Optimizing an Oracle query by removing "exists" and "does not exist"

I recently translated part of the code into production in an oracle database, where one of the more experienced developers who reviewed this said that I had too many exists and not exists statements and that there should be a way to delete them, but it took too long. since he had to use it and didn’t remember much about how it works. Currently, I’ll be back and make part of the code more convenient, as it can be changed several times in the following years as the business logic / requirements change, and I would like to continue and optimize it, making it more convenient for maintenance.

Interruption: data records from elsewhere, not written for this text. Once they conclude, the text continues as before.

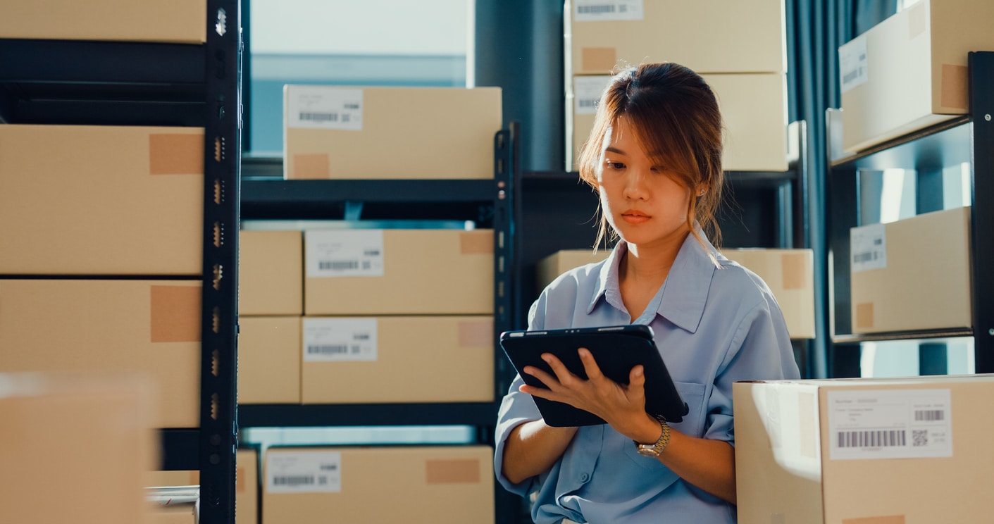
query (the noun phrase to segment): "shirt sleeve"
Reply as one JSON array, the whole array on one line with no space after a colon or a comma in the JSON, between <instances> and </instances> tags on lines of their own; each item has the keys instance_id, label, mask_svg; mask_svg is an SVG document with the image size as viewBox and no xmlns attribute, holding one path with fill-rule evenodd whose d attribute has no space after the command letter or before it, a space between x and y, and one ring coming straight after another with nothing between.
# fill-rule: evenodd
<instances>
[{"instance_id":1,"label":"shirt sleeve","mask_svg":"<svg viewBox=\"0 0 994 524\"><path fill-rule=\"evenodd\" d=\"M544 329L544 302L543 296L539 297L532 304L532 308L528 312L528 329ZM508 388L507 395L501 401L500 410L497 412L497 428L494 432L494 472L497 475L497 480L508 491L522 496L527 494L534 480L529 479L515 484L508 480L502 471L504 445L511 431L526 422L542 419L542 414L539 413L538 407L535 406L535 400L533 400L532 396L518 391L524 383L525 381L521 379L520 375L514 377L514 381L511 382L511 386Z\"/></svg>"},{"instance_id":2,"label":"shirt sleeve","mask_svg":"<svg viewBox=\"0 0 994 524\"><path fill-rule=\"evenodd\" d=\"M743 380L798 379L793 346L779 306L767 292L736 328L708 401L706 438L735 444L732 385Z\"/></svg>"}]
</instances>

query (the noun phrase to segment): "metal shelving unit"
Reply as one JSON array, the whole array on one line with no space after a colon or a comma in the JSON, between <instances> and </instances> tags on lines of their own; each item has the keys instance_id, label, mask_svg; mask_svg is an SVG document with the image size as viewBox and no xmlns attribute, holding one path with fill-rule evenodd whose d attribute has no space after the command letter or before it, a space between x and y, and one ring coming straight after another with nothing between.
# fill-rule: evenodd
<instances>
[{"instance_id":1,"label":"metal shelving unit","mask_svg":"<svg viewBox=\"0 0 994 524\"><path fill-rule=\"evenodd\" d=\"M457 220L494 232L494 398L513 379L499 350L512 328L518 125L494 136L494 177L487 180L282 180L277 159L246 161L242 209L246 220ZM278 178L277 178L278 177ZM472 426L479 443L493 445L496 403L246 405L250 427ZM509 522L517 500L495 489L496 522Z\"/></svg>"},{"instance_id":2,"label":"metal shelving unit","mask_svg":"<svg viewBox=\"0 0 994 524\"><path fill-rule=\"evenodd\" d=\"M2 123L205 128L201 422L160 432L163 468L200 470L204 524L235 522L239 23L208 0L203 45L0 40Z\"/></svg>"},{"instance_id":3,"label":"metal shelving unit","mask_svg":"<svg viewBox=\"0 0 994 524\"><path fill-rule=\"evenodd\" d=\"M859 372L860 344L889 340L919 340L922 366L929 358L943 358L942 339L973 339L977 373L994 372L994 275L984 264L994 257L994 237L988 228L994 224L994 52L970 53L970 112L933 126L879 144L865 151L829 161L828 238L834 271L834 310L831 344L828 352L831 376L854 376ZM971 328L910 330L905 332L853 334L850 320L849 229L860 226L860 177L875 176L889 168L913 170L916 185L923 188L918 196L918 212L935 211L941 190L933 191L934 175L943 168L970 165L971 207ZM937 195L937 197L936 197ZM925 209L921 209L924 207ZM938 206L940 209L940 205Z\"/></svg>"}]
</instances>

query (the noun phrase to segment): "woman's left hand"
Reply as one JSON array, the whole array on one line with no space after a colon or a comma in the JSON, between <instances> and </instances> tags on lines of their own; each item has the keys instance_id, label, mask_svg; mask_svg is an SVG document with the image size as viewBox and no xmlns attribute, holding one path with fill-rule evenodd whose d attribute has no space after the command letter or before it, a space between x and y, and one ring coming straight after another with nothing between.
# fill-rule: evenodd
<instances>
[{"instance_id":1,"label":"woman's left hand","mask_svg":"<svg viewBox=\"0 0 994 524\"><path fill-rule=\"evenodd\" d=\"M555 375L526 366L523 370L545 384L549 389L522 386L521 391L529 395L562 402L575 408L596 415L622 435L637 433L636 427L644 423L645 375L642 366L635 366L628 373L628 384L618 384L604 376L593 355L586 348L578 349L583 363L586 380L567 369L563 361L551 353L544 353L545 360ZM658 423L656 423L658 428Z\"/></svg>"}]
</instances>

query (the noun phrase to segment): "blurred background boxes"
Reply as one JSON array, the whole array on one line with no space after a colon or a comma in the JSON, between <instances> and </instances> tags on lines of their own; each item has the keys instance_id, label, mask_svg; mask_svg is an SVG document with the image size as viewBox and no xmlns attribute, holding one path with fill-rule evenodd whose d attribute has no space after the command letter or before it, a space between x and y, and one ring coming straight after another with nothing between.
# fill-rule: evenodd
<instances>
[{"instance_id":1,"label":"blurred background boxes","mask_svg":"<svg viewBox=\"0 0 994 524\"><path fill-rule=\"evenodd\" d=\"M499 87L286 86L283 104L284 178L493 178Z\"/></svg>"},{"instance_id":2,"label":"blurred background boxes","mask_svg":"<svg viewBox=\"0 0 994 524\"><path fill-rule=\"evenodd\" d=\"M303 234L242 231L239 314L303 314Z\"/></svg>"},{"instance_id":3,"label":"blurred background boxes","mask_svg":"<svg viewBox=\"0 0 994 524\"><path fill-rule=\"evenodd\" d=\"M994 49L994 2L920 0L839 47L843 149L965 114L967 53Z\"/></svg>"},{"instance_id":4,"label":"blurred background boxes","mask_svg":"<svg viewBox=\"0 0 994 524\"><path fill-rule=\"evenodd\" d=\"M994 376L738 382L739 521L986 522Z\"/></svg>"},{"instance_id":5,"label":"blurred background boxes","mask_svg":"<svg viewBox=\"0 0 994 524\"><path fill-rule=\"evenodd\" d=\"M301 318L239 317L239 404L300 404Z\"/></svg>"},{"instance_id":6,"label":"blurred background boxes","mask_svg":"<svg viewBox=\"0 0 994 524\"><path fill-rule=\"evenodd\" d=\"M142 522L158 398L135 374L0 373L0 520Z\"/></svg>"},{"instance_id":7,"label":"blurred background boxes","mask_svg":"<svg viewBox=\"0 0 994 524\"><path fill-rule=\"evenodd\" d=\"M304 233L304 313L491 314L491 230Z\"/></svg>"},{"instance_id":8,"label":"blurred background boxes","mask_svg":"<svg viewBox=\"0 0 994 524\"><path fill-rule=\"evenodd\" d=\"M492 316L305 317L304 404L493 402Z\"/></svg>"},{"instance_id":9,"label":"blurred background boxes","mask_svg":"<svg viewBox=\"0 0 994 524\"><path fill-rule=\"evenodd\" d=\"M487 445L269 447L262 524L494 521Z\"/></svg>"},{"instance_id":10,"label":"blurred background boxes","mask_svg":"<svg viewBox=\"0 0 994 524\"><path fill-rule=\"evenodd\" d=\"M970 211L850 230L853 333L973 325Z\"/></svg>"},{"instance_id":11,"label":"blurred background boxes","mask_svg":"<svg viewBox=\"0 0 994 524\"><path fill-rule=\"evenodd\" d=\"M203 230L203 129L0 125L0 273L199 275Z\"/></svg>"},{"instance_id":12,"label":"blurred background boxes","mask_svg":"<svg viewBox=\"0 0 994 524\"><path fill-rule=\"evenodd\" d=\"M201 283L0 279L0 372L140 372L158 428L200 426Z\"/></svg>"},{"instance_id":13,"label":"blurred background boxes","mask_svg":"<svg viewBox=\"0 0 994 524\"><path fill-rule=\"evenodd\" d=\"M202 44L207 0L12 0L0 38Z\"/></svg>"}]
</instances>

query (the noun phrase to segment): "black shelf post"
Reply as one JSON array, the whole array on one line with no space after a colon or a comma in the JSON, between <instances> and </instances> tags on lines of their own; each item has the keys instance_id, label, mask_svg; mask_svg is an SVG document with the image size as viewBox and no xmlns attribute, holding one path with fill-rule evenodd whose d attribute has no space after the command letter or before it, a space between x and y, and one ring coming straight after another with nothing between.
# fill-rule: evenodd
<instances>
[{"instance_id":1,"label":"black shelf post","mask_svg":"<svg viewBox=\"0 0 994 524\"><path fill-rule=\"evenodd\" d=\"M973 339L977 373L994 373L994 274L984 265L994 258L994 52L969 54L973 147L970 165Z\"/></svg>"},{"instance_id":2,"label":"black shelf post","mask_svg":"<svg viewBox=\"0 0 994 524\"><path fill-rule=\"evenodd\" d=\"M235 522L242 129L239 0L209 0L205 53L200 522Z\"/></svg>"}]
</instances>

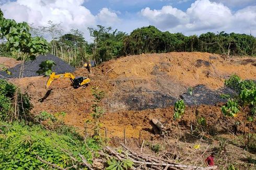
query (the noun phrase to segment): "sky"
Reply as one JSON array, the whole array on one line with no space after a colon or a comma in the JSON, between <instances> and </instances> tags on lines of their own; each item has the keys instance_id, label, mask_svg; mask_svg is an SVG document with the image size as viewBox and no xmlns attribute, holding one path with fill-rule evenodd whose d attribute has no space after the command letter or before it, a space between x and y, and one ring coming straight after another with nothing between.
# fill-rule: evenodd
<instances>
[{"instance_id":1,"label":"sky","mask_svg":"<svg viewBox=\"0 0 256 170\"><path fill-rule=\"evenodd\" d=\"M208 31L256 36L256 0L0 0L6 18L46 26L61 23L64 32L111 27L128 33L153 25L186 35Z\"/></svg>"}]
</instances>

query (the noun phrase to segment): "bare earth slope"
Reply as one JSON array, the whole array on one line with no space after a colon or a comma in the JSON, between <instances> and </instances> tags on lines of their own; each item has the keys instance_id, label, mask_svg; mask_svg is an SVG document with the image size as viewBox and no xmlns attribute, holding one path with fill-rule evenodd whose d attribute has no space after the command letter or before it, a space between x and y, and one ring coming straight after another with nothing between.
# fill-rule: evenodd
<instances>
[{"instance_id":1,"label":"bare earth slope","mask_svg":"<svg viewBox=\"0 0 256 170\"><path fill-rule=\"evenodd\" d=\"M227 127L243 118L239 115L235 119L227 118L221 113L220 103L224 101L219 94L232 93L224 88L224 81L232 74L242 79L255 80L256 59L238 57L225 60L218 55L199 52L142 54L105 62L94 68L90 74L86 68L78 69L74 74L89 76L91 83L87 87L74 89L70 86L69 80L59 79L53 82L50 93L46 93L46 77L26 77L9 81L18 85L31 97L33 114L37 115L43 111L51 113L65 112L65 123L77 127L80 132L84 129L85 120L90 117L94 100L91 88L98 87L106 92L101 104L106 112L101 122L103 128L107 128L108 137L111 139L113 145L123 141L124 129L130 144L136 145L139 136L141 140L159 139L152 128L152 118L158 119L170 128L172 138L179 137L177 124L172 119L172 106L178 99L182 98L187 107L179 124L184 137L180 141L169 141L167 149L173 156L181 154L181 157L188 157L184 161L192 164L195 161L193 159L196 159L197 164L204 166L203 157L206 155L202 156L202 153L209 146L208 150L214 149L218 143L212 137L198 139L187 133L191 125L194 125L195 112L199 116L205 117L210 131L219 132L218 140L226 137ZM193 88L192 96L187 92L190 87ZM255 131L254 125L252 127ZM243 126L241 124L238 126L239 131L242 131ZM162 140L159 142L167 144ZM199 143L201 148L195 151L193 145ZM226 162L232 160L235 153L240 155L235 156L238 166L241 166L242 169L255 168L255 165L250 164L239 165L248 161L248 156L252 156L252 160L255 160L254 154L243 151L238 145L229 145L227 151L230 153L228 157L216 158L217 164L222 165L224 169L227 166Z\"/></svg>"},{"instance_id":2,"label":"bare earth slope","mask_svg":"<svg viewBox=\"0 0 256 170\"><path fill-rule=\"evenodd\" d=\"M218 55L207 53L135 55L105 62L94 68L89 75L86 69L78 69L74 74L89 76L91 79L89 87L74 89L68 79L59 79L52 83L49 96L45 95L47 78L34 77L10 81L31 96L35 114L43 111L64 111L67 113L66 123L81 128L93 102L91 87L98 87L106 93L102 104L107 112L102 122L112 129L110 131L114 136L121 136L122 133L119 135L120 129L125 127L128 136L137 137L142 127L150 128L150 117L172 122L174 102L179 97L185 98L189 87L199 84L203 86L195 87L192 96L194 98L192 99L197 99L195 104L208 108L202 108L203 112L206 112L206 117L212 112L222 116L219 107L214 105L222 102L218 94L222 93L219 89L224 87L224 80L232 74L242 79L256 79L255 63L256 59L235 58L225 60ZM204 93L207 91L209 93L205 96ZM189 103L190 99L185 99ZM216 100L216 103L204 103L213 100ZM193 119L194 109L191 107L187 115L188 119Z\"/></svg>"}]
</instances>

I tried looking for it, but all I can find is recommendations for replacing not in with not exists and not returning valid results.

As such, I wonder what can be done to optimize exists / not exists or if there is a way to write exists / not exists so that the oracle optimizes it internally (probably with better than I can).

For example, how can you optimize the following?

 UPDATE SCOTT.TABLE_N N SET N.VALUE_1 = 'Data!' WHERE N.VALUE_2 = 'Y' AND EXISTS ( SELECT 1 FROM SCOTT.TABLE_Q Q WHERE N.ID = Q.N_ID ) AND NOT EXISTS ( SELECT 1 FROM SCOTT.TABLE_W W WHERE N.ID = W.N_ID ) 
+4
source share
3 answers

Your expression seems to me perfectly beautiful.

In any optimization task, do not think about templates. Do not think that: " (not) exists bad and slow, (not) in super cool and fast."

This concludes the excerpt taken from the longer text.